Does a right to enter leasehold premises to inspect them for any purpose or to survey or draw them confer a right to conduct an environmental survey that involves drilling boreholes? Does an environmental investigation constitute a survey, in the same way as a topographical or valuation survey? If so, how are rights of entry to carry out such investigations to be reconciled with a landlord’s covenant for quiet enjoyment?
In Heronslea (Mill Hill) Ltd v Kwik-Fit Properties Ltd [2009] EWHC 295 (QB); [2009] PLSCS 65¸ the High Court ruled that words are to be interpreted in the way in which a reasonable commercial person would construe them. The standard of the reasonable commercial person is hostile to technical interpretations and undue emphasis on niceties of language or literalism. Consequently, construed in the context of the lease as a whole, the landlord did not have the right to undertake environmental investigations that would involve digging trial pits to a significant depth over two days.
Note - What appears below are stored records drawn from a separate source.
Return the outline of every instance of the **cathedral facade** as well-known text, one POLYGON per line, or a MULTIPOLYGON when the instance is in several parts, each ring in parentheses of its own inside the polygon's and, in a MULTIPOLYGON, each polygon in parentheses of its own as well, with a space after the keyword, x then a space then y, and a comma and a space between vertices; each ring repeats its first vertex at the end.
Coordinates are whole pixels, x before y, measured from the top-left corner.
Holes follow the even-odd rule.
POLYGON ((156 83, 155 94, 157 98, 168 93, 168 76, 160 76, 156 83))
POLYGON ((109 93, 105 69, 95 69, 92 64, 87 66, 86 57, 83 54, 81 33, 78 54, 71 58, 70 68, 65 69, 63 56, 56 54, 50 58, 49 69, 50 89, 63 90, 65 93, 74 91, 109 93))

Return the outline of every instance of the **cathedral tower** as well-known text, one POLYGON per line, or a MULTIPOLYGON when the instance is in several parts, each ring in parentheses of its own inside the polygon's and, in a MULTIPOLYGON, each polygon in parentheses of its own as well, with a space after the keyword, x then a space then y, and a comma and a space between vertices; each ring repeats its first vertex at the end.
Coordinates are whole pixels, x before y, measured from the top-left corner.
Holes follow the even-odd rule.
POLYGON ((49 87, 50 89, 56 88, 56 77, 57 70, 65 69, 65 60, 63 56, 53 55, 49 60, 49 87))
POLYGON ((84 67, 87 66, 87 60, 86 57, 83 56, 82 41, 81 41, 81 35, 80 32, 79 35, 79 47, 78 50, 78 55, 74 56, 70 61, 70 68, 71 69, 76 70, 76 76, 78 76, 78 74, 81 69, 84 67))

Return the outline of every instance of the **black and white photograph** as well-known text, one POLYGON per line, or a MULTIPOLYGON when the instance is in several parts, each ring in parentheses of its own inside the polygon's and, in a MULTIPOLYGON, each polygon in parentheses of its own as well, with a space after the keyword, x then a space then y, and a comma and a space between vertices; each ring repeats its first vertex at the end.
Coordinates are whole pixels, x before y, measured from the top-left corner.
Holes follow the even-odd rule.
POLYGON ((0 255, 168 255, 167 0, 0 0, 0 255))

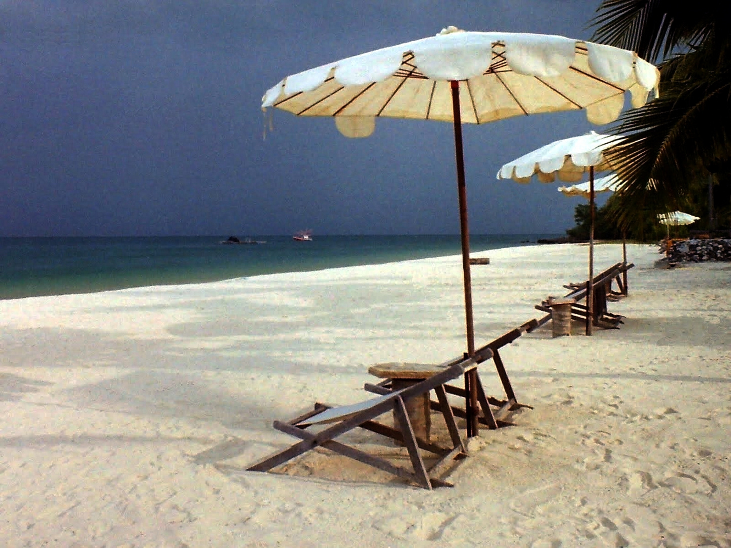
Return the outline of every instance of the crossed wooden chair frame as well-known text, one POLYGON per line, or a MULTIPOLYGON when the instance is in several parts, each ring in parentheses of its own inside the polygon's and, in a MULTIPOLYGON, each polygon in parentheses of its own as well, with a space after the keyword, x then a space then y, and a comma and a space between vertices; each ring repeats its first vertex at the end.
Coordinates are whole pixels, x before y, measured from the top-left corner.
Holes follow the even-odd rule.
POLYGON ((451 469, 455 461, 467 456, 466 444, 458 427, 455 417, 468 418, 471 410, 479 414, 479 410, 469 410, 466 405, 462 408, 452 405, 447 398, 447 394, 464 398, 467 402, 469 387, 462 388, 450 383, 463 377, 466 382, 474 372, 474 377, 471 378, 477 379, 478 402, 482 410, 480 421, 490 429, 512 425, 512 422, 504 420, 511 411, 522 407, 532 408, 518 403, 499 350, 523 333, 535 329, 537 325, 537 320, 526 322, 476 350, 472 356, 463 356, 441 364, 443 371, 419 380, 408 388, 393 390, 387 380, 377 385, 366 383, 365 389, 379 394, 379 397, 360 404, 336 408, 318 402, 315 403, 311 410, 289 421, 274 421, 274 428, 298 438, 300 441, 265 457, 250 465, 247 470, 266 472, 317 447, 322 447, 409 480, 425 489, 452 487, 452 484, 442 479, 442 476, 451 469), (505 399, 486 396, 480 376, 477 375, 477 366, 490 359, 493 359, 495 363, 505 390, 505 399), (430 394, 431 391, 436 394, 436 399, 430 400, 431 408, 441 413, 444 418, 451 445, 439 445, 418 438, 412 427, 405 400, 430 394), (496 411, 493 412, 491 406, 496 408, 496 411), (374 420, 388 412, 393 414, 394 427, 374 420), (328 424, 330 426, 325 426, 322 429, 314 431, 318 425, 328 424), (308 429, 313 427, 315 428, 308 429), (335 439, 355 428, 382 435, 403 444, 409 453, 411 469, 335 439), (427 468, 420 449, 436 454, 436 462, 427 468))
MULTIPOLYGON (((591 318, 592 325, 602 327, 605 329, 619 329, 618 326, 623 323, 622 318, 624 317, 618 314, 613 314, 608 312, 607 309, 607 301, 626 296, 626 274, 627 271, 633 266, 635 266, 635 264, 632 263, 617 263, 594 276, 591 284, 594 287, 594 315, 593 318, 591 318), (618 291, 612 290, 613 282, 616 282, 618 291)), ((563 297, 563 299, 574 301, 571 305, 572 319, 584 321, 588 323, 590 318, 587 307, 580 301, 585 299, 586 294, 588 293, 588 280, 582 282, 581 283, 569 283, 564 285, 564 287, 571 290, 563 297)), ((544 300, 540 304, 537 304, 535 307, 537 310, 548 312, 545 316, 538 320, 539 326, 542 326, 551 318, 551 303, 550 299, 550 298, 544 300)))

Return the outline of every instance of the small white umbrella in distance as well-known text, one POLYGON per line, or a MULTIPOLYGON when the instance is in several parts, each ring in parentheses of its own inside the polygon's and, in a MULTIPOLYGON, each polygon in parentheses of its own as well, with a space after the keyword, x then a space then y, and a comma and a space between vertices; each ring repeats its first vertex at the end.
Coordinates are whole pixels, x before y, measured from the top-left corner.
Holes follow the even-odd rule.
POLYGON ((287 76, 266 91, 262 107, 333 117, 349 137, 370 135, 381 116, 453 124, 467 353, 473 356, 462 124, 580 109, 589 121, 607 124, 618 117, 626 93, 640 107, 651 91, 656 94, 659 82, 657 68, 627 50, 562 36, 450 26, 287 76))

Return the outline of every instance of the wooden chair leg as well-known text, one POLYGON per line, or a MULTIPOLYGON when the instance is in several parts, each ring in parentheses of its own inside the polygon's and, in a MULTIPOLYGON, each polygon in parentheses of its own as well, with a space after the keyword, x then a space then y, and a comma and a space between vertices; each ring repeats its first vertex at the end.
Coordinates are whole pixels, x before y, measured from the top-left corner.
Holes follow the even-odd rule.
POLYGON ((396 421, 404 435, 404 444, 409 451, 409 456, 411 457, 412 465, 414 467, 417 482, 425 489, 431 489, 431 482, 429 481, 424 460, 421 458, 421 453, 419 452, 419 448, 417 446, 416 436, 414 435, 414 429, 412 428, 406 405, 401 396, 394 400, 393 410, 396 421))

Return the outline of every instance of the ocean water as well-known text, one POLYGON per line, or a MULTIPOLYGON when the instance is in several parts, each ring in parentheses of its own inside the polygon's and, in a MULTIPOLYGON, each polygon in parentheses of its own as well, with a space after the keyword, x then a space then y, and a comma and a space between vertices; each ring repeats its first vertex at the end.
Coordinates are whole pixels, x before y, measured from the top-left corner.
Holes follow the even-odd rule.
MULTIPOLYGON (((534 244, 557 234, 471 236, 472 252, 534 244)), ((200 283, 279 272, 458 255, 459 236, 0 238, 0 299, 200 283)))

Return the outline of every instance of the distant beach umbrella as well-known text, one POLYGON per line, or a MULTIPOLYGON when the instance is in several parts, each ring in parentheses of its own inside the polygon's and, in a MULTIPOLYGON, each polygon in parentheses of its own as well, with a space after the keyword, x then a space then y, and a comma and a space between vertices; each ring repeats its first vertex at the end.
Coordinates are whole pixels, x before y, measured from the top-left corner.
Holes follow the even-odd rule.
MULTIPOLYGON (((683 213, 683 211, 672 211, 670 213, 659 213, 657 214, 657 219, 661 225, 665 225, 665 231, 667 239, 669 240, 670 239, 671 226, 692 225, 700 219, 700 217, 696 217, 695 215, 691 215, 689 213, 683 213)), ((668 247, 670 247, 669 244, 668 247)), ((667 252, 670 252, 669 249, 667 249, 667 252)))
MULTIPOLYGON (((265 94, 262 106, 298 116, 332 116, 348 137, 370 135, 376 118, 382 116, 452 122, 467 353, 471 356, 462 124, 579 109, 586 110, 591 122, 607 124, 619 116, 625 92, 632 95, 632 106, 641 106, 656 91, 659 80, 654 65, 626 50, 561 36, 468 32, 450 26, 436 36, 288 76, 265 94)), ((471 401, 476 408, 476 399, 471 401)), ((468 424, 468 435, 470 429, 468 424)))
MULTIPOLYGON (((604 177, 599 177, 595 179, 594 181, 594 193, 601 194, 602 192, 615 192, 621 186, 622 181, 617 176, 616 173, 612 173, 611 175, 607 175, 604 177)), ((577 184, 572 184, 570 187, 559 187, 558 190, 559 192, 562 193, 564 196, 581 196, 587 200, 589 200, 591 203, 591 181, 586 181, 585 183, 579 183, 577 184)), ((591 219, 592 222, 594 219, 591 219)), ((624 231, 622 230, 622 263, 624 264, 627 263, 627 244, 626 239, 624 237, 624 231)), ((626 295, 627 292, 627 271, 625 270, 622 273, 624 278, 624 288, 623 293, 626 295)))
POLYGON ((672 213, 659 213, 658 219, 661 224, 666 226, 682 226, 683 225, 692 225, 700 219, 700 217, 691 215, 689 213, 683 211, 673 211, 672 213))
MULTIPOLYGON (((544 183, 556 181, 574 182, 580 181, 583 174, 588 172, 589 181, 586 191, 580 191, 575 186, 570 192, 586 192, 589 200, 589 287, 586 292, 586 334, 591 334, 594 314, 594 195, 598 192, 594 186, 594 171, 612 169, 612 165, 604 152, 624 140, 621 135, 606 135, 589 132, 583 135, 569 137, 544 145, 520 158, 503 165, 498 171, 498 179, 512 179, 519 183, 527 183, 533 176, 544 183)), ((610 177, 614 176, 609 176, 610 177)), ((607 181, 607 184, 609 185, 607 181)), ((562 187, 559 188, 561 190, 562 187)), ((607 189, 608 189, 608 187, 607 189)), ((563 191, 562 191, 563 192, 563 191)), ((626 262, 626 259, 625 259, 626 262)))

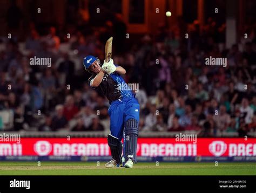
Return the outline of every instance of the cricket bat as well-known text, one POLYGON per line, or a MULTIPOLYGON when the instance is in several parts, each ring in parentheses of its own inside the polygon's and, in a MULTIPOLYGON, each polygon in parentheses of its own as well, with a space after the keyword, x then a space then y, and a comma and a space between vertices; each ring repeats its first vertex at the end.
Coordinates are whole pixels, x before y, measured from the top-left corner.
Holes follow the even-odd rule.
POLYGON ((110 61, 112 57, 112 41, 113 40, 113 37, 111 37, 106 41, 106 45, 105 45, 105 61, 108 63, 110 61))

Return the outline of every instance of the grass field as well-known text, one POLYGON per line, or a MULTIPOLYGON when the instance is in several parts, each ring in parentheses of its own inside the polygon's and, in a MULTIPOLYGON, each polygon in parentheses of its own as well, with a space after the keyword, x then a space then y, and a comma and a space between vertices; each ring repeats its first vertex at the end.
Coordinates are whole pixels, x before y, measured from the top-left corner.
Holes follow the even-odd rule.
POLYGON ((105 168, 104 162, 0 162, 0 175, 248 175, 256 163, 139 163, 132 169, 105 168))

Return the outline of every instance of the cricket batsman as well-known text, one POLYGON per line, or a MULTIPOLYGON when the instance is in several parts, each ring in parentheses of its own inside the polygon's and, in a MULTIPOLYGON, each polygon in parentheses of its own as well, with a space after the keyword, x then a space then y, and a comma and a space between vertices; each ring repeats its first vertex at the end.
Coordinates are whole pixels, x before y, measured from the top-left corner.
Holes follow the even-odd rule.
POLYGON ((107 135, 107 142, 112 160, 105 166, 113 168, 122 164, 126 168, 132 168, 133 163, 137 163, 139 104, 132 90, 127 89, 129 87, 120 75, 125 74, 126 71, 114 65, 112 59, 109 62, 104 60, 102 66, 99 60, 92 56, 84 58, 84 66, 92 74, 88 80, 90 87, 105 95, 110 104, 108 113, 111 134, 107 135))

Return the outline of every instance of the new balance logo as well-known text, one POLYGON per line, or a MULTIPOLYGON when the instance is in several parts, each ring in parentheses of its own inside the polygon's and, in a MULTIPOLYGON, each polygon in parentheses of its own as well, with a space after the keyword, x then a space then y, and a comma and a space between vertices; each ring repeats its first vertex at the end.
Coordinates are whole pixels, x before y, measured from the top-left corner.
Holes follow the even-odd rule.
POLYGON ((88 60, 86 61, 87 64, 89 64, 90 62, 92 60, 92 58, 89 59, 88 60))

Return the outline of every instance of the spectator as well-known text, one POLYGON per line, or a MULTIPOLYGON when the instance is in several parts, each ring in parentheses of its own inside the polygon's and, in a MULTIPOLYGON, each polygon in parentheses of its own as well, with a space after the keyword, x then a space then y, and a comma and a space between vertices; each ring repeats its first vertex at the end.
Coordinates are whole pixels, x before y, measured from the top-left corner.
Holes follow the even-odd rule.
POLYGON ((165 97, 163 100, 163 106, 159 109, 159 113, 161 113, 165 124, 167 125, 168 121, 168 116, 169 115, 169 105, 170 100, 165 97))
POLYGON ((190 125, 187 125, 185 130, 201 130, 201 127, 198 125, 198 120, 196 116, 193 115, 191 118, 191 123, 190 125))
POLYGON ((151 104, 150 106, 150 113, 145 119, 145 127, 143 130, 151 130, 152 127, 157 122, 156 105, 151 104))
POLYGON ((68 121, 73 119, 78 113, 78 108, 75 105, 72 95, 66 96, 65 101, 63 115, 68 121))
POLYGON ((44 122, 38 128, 40 132, 49 132, 52 130, 52 120, 50 114, 46 114, 44 122))
POLYGON ((192 111, 196 109, 196 105, 199 102, 198 99, 196 98, 196 92, 192 89, 189 89, 188 97, 185 101, 185 104, 190 105, 192 108, 192 111))
POLYGON ((82 92, 79 90, 76 90, 74 92, 75 105, 78 107, 80 110, 81 108, 84 107, 86 103, 82 98, 82 92))
POLYGON ((184 128, 179 125, 178 119, 179 118, 177 116, 175 116, 173 118, 172 127, 168 130, 169 132, 181 132, 184 130, 184 128))
POLYGON ((183 127, 191 124, 192 108, 190 105, 186 105, 185 114, 179 119, 179 124, 183 127))
POLYGON ((223 132, 227 129, 228 125, 230 124, 231 119, 230 115, 226 112, 225 106, 220 106, 219 114, 217 115, 214 115, 213 119, 220 131, 223 132))
POLYGON ((68 121, 64 115, 64 109, 62 105, 58 105, 55 107, 56 114, 52 118, 52 130, 56 131, 67 126, 68 121))
POLYGON ((75 132, 83 132, 86 130, 86 128, 84 126, 84 121, 82 118, 78 118, 77 119, 77 125, 72 128, 71 130, 75 132))
POLYGON ((249 106, 248 99, 246 98, 242 99, 241 105, 240 107, 240 112, 242 114, 242 117, 245 118, 246 124, 250 124, 252 122, 253 116, 253 109, 249 106))

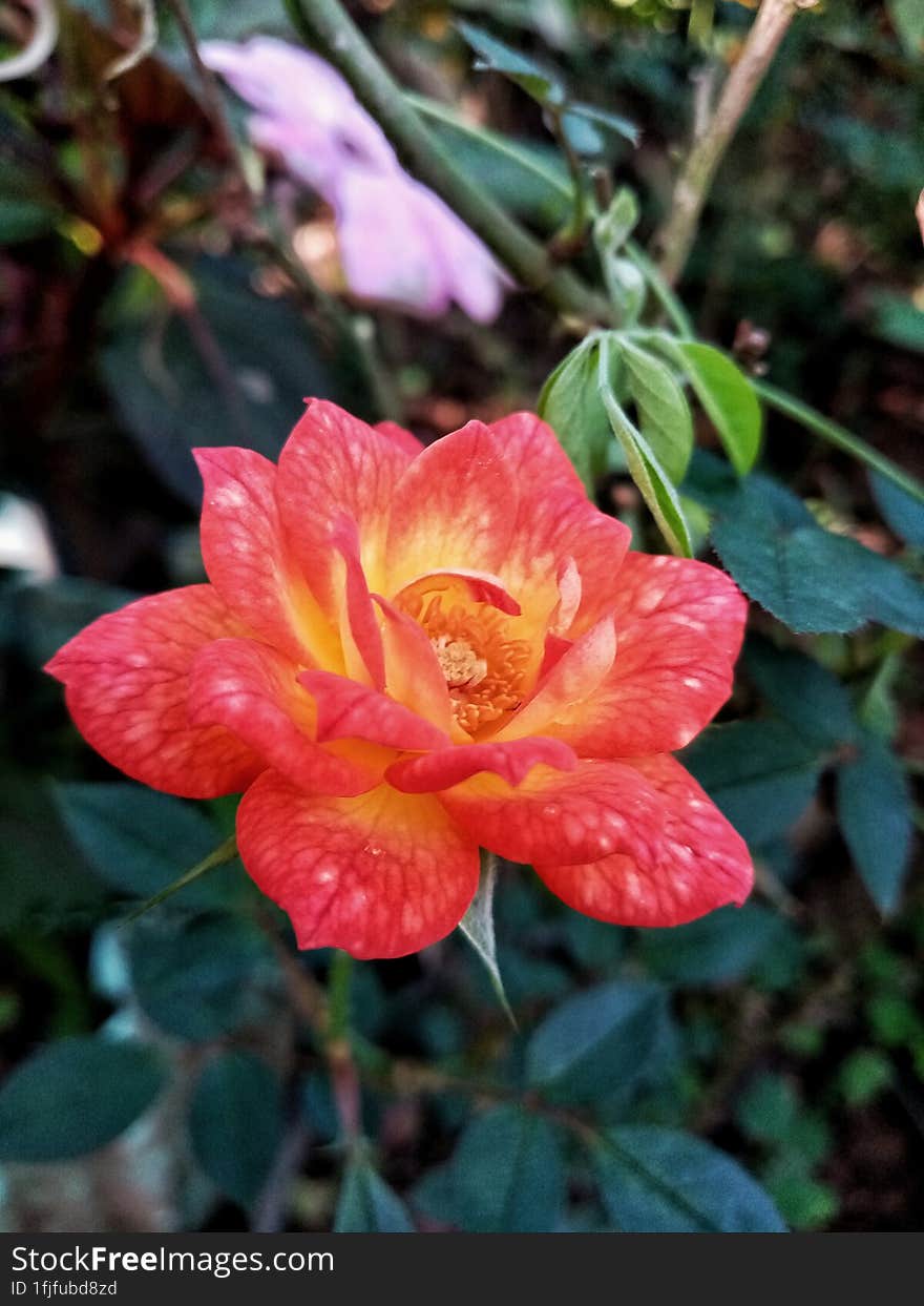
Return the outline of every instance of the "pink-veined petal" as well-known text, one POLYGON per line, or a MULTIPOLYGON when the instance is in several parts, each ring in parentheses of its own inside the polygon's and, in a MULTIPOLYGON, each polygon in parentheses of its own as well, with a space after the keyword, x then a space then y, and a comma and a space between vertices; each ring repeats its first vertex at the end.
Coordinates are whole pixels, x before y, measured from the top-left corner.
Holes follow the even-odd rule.
POLYGON ((619 573, 612 669, 543 729, 582 756, 683 748, 731 693, 747 610, 741 592, 716 567, 629 554, 619 573))
POLYGON ((273 772, 238 810, 238 848, 300 948, 399 957, 453 930, 478 888, 478 845, 429 795, 300 793, 273 772))
POLYGON ((403 751, 444 748, 449 735, 385 693, 330 671, 303 671, 299 684, 317 704, 317 739, 365 739, 403 751))
POLYGON ((406 794, 452 789, 480 771, 493 771, 508 784, 518 785, 540 763, 570 771, 577 765, 577 757, 560 741, 542 737, 509 743, 462 743, 441 752, 402 757, 388 768, 385 778, 406 794))
POLYGON ((753 867, 741 836, 679 761, 632 760, 659 794, 664 818, 656 857, 613 853, 578 865, 535 863, 569 906, 613 925, 684 925, 748 897, 753 867))
POLYGON ((268 767, 311 793, 372 789, 380 774, 315 741, 315 700, 298 677, 298 665, 265 644, 217 640, 193 662, 189 718, 232 730, 268 767))
POLYGON ((337 665, 337 641, 299 575, 275 503, 275 466, 253 449, 193 449, 202 474, 205 569, 231 611, 299 661, 337 665))
POLYGON ((213 640, 243 627, 211 585, 140 598, 98 618, 46 671, 67 686, 86 742, 133 780, 183 798, 234 794, 262 760, 221 726, 191 726, 189 669, 213 640))
POLYGON ((337 611, 331 530, 345 516, 358 525, 360 563, 371 588, 382 589, 392 502, 410 462, 390 436, 324 400, 309 401, 286 441, 277 503, 301 572, 325 611, 337 611))
POLYGON ((664 824, 658 791, 633 767, 535 767, 518 786, 483 772, 440 794, 466 833, 513 862, 589 862, 613 853, 646 865, 664 824))

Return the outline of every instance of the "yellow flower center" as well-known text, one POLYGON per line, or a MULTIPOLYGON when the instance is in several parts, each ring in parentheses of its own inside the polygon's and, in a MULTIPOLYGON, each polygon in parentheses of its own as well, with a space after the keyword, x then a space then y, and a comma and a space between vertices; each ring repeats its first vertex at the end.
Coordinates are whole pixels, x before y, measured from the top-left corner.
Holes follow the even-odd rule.
POLYGON ((446 678, 455 724, 474 738, 521 703, 530 662, 526 640, 512 639, 509 618, 478 603, 442 606, 444 594, 407 594, 403 606, 429 636, 446 678))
Interestingly, the court reached its decision despite the landlord’s offer to sink the boreholes in an area that would be convenient to the tenant and despite provisions in the lease requiring the landlord to cause as little interference and disturbance as was practicable and to make good any damage caused to the tenant’s reasonable satisfaction.
The judge ruled that it was important to consider the interaction between the landlord’s covenant for quiet enjoyment and the reservations in the lease. He held that the covenant for quiet enjoyment would be undermined if the landlord could conduct lengthy and intrusive surveys no matter how much disruption might be caused.
The decision bears a remarkable similarity to that of the Inner House of the Scottish Court of Session in Possfund Custodian Trustee Ltd v Kwik-Fit Properties Ltd [2008] CSIH 65. In that case, the landlord relied upon a clause in a lease that reserved rights of entry to inspect premises, to view their repair and condition, and to draw up schedules of dilapidations. It asked the court to confirm that, as a result, it was entitled to drill five shallow boreholes and a single rotary borehole (potentially to a depth beyond 30 metres) into the ground.
However, construed in the light of other provisions in the lease, the court ruled that the clause did not cover investigations of the kind proposed. The landlord was entitled to examine the premises to see what could be seen, but not to carry out intrusive works on this scale.
Neither court decided the precise limits of the landlord’s rights of survey and inspection. However, these cases show that landlords would be well advised to reserve rights to carry out intrusive environmental surveys and inspections to establish whether land has been contaminated in any way. In addition, the parties should accept or apportion liability for remediating environmental damage caused before or after the date of the grant of a lease.